Se habla poco de la alegría, y entre las cosas que asumimos como un deber, como
una tare cotidiana, raramente está la alegría. No se nos recuerda tanto como
sería aconsejable el deber de la alegría. Por paradójico que pueda parecer,
incluso la cultura del entretenimiento aborda la alegría con enorme parquedad,
reconociendo que su objeto verdadero no es ella. La alegría se ha convertido en
un tópico más o menos marginal, abandonado al albur de las circunstancias, del
azar y de las idiosincrasias. Pero la alegría también se aprende.

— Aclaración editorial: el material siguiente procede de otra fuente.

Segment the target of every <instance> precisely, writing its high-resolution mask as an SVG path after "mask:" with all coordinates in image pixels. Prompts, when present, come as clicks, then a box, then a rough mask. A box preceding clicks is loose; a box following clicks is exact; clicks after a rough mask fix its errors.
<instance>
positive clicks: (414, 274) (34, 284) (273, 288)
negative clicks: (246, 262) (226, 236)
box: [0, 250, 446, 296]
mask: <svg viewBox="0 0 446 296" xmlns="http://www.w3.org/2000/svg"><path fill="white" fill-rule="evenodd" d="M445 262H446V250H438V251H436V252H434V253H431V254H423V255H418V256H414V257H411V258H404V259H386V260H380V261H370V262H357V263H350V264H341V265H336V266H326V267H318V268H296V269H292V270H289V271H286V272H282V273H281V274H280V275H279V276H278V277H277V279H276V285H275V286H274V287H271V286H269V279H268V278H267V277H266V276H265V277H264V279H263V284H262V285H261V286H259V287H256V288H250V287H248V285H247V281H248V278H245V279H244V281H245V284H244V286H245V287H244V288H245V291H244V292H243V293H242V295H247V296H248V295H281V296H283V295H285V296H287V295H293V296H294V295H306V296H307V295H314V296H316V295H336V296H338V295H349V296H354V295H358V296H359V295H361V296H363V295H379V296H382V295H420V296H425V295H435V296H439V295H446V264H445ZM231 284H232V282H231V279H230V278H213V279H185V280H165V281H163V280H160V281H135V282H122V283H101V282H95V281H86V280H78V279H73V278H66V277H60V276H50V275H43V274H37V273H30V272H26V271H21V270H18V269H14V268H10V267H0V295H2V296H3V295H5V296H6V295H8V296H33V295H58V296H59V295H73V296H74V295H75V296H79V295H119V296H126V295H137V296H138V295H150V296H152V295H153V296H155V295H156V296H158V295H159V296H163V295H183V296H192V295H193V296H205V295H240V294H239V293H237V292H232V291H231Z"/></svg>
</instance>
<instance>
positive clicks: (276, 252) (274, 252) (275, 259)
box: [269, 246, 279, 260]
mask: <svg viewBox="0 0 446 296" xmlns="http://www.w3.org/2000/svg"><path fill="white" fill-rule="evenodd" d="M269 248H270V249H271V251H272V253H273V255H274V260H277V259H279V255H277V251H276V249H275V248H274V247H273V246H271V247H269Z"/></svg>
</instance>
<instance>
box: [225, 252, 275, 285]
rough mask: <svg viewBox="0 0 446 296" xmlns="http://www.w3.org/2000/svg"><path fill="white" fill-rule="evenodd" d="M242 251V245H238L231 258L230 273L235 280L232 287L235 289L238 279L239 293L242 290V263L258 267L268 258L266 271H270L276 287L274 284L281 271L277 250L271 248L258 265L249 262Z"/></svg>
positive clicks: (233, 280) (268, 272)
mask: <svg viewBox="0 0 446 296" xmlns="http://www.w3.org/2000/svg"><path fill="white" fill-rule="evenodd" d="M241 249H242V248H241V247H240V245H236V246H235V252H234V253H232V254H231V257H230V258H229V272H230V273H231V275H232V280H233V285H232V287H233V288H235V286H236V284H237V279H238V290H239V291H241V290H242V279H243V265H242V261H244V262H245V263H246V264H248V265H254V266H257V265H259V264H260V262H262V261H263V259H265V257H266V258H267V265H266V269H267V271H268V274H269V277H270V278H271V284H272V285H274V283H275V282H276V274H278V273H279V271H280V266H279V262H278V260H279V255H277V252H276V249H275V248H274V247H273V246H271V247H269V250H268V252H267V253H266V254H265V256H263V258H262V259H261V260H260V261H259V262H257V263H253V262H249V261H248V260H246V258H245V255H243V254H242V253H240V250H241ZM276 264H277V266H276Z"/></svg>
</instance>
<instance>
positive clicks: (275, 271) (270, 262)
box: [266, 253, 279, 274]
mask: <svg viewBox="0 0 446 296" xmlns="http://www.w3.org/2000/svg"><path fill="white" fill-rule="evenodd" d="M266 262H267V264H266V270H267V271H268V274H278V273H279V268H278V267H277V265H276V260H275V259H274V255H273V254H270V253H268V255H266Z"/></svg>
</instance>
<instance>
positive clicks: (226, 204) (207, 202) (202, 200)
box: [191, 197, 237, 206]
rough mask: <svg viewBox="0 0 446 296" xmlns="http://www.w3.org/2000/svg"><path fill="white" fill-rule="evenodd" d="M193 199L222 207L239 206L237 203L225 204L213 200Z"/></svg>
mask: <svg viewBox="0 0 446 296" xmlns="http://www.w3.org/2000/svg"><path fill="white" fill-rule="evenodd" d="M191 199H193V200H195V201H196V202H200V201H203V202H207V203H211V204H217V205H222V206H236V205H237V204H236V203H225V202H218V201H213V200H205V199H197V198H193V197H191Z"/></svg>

Nos definimos como Homo faber, el artesano, el fabricante, el que realiza
una acción. Y olvidamos que esta queda incompleta si es mera actividad, puro
hacer. Bienaventurados los que viven una historia y la pueden contar. Bienaventurados
los que cultivan flores, pero interrumpen su labor ante ellas, disponibles y
extasiados. Lo peor que nos puede suceder es invertir en una vida alta mente
productiva, pero que ha perdido la capacidad de asombro, la posibilidad del
gozo. Ahora bien, la alegría no nos llega cuando interrumpimos la vida: la
alegría nace cuando tomamos uno de sus hilos, uno cualquiera, y somos capaces
de conducirlo creativamente a su cenit.
Ta alegría no se reduce a una forma de bienestar o a un consuelo emocional,
aunque se puede traducir también de ese modo. La alegría, fundamentalmente, es una
expresión profunda del ser: en bondad, en verdad, en belleza. Constituye una
expansión personalísima de sí mismo. No hay dos alegrías iguales, como no hay
dos llantos iguales. La alegría es singular. A pesar de tener una expresión
física, conserva su naturaleza eminentemente espiritual. Hay quien se refiere a
ella como un «estremecimiento», ya que, de la misma manera que el tallo se
estremece con la brisa o la alteración de la luz, nos recogemos en el
silencioso y sorprendente estremecimiento de la vida. Podemos decir que la
alegría es una grafía del espíritu que nos acerca al milagro y que se traduce
tanto en quietud como en risa, tanto en silencio como en canto, tanto en la
presencia misma como en un entusiasmo compartido.
Un rasgo que caracteriza la alegría es el hecho de que no nos pertenece.
Simplemente irrumpe y nos atraviesa cuando aceptamos construir la existencia
como práctica de hospitalidad. Si insonorizamos nuestro espacio vital, si
impermeabilizamos nuestra atención, la alegría no nos visita. Los días sin
alegría son esos de los que no queda memoria alguna. Llegan a su fin y no
recordamos ni un gesto, ni una frase, nada que contar. En el fondo, no quisimos
nada de aquello ni a aquellos con los que nos cruzamos, o no fuimos queridos;
no permitimos que existiera (o no nos fue permitido) un tránsito, un retorno;
no se abrió el corazón...
Para acceder a la alegría, la vida tiene que hacerse porosa. Aun cuando el
precio incluya el dolor.
Con frecuencia el sufrimiento debe excavar primero en nosotros la
profundidad que después vendrá a llenar la alegría.”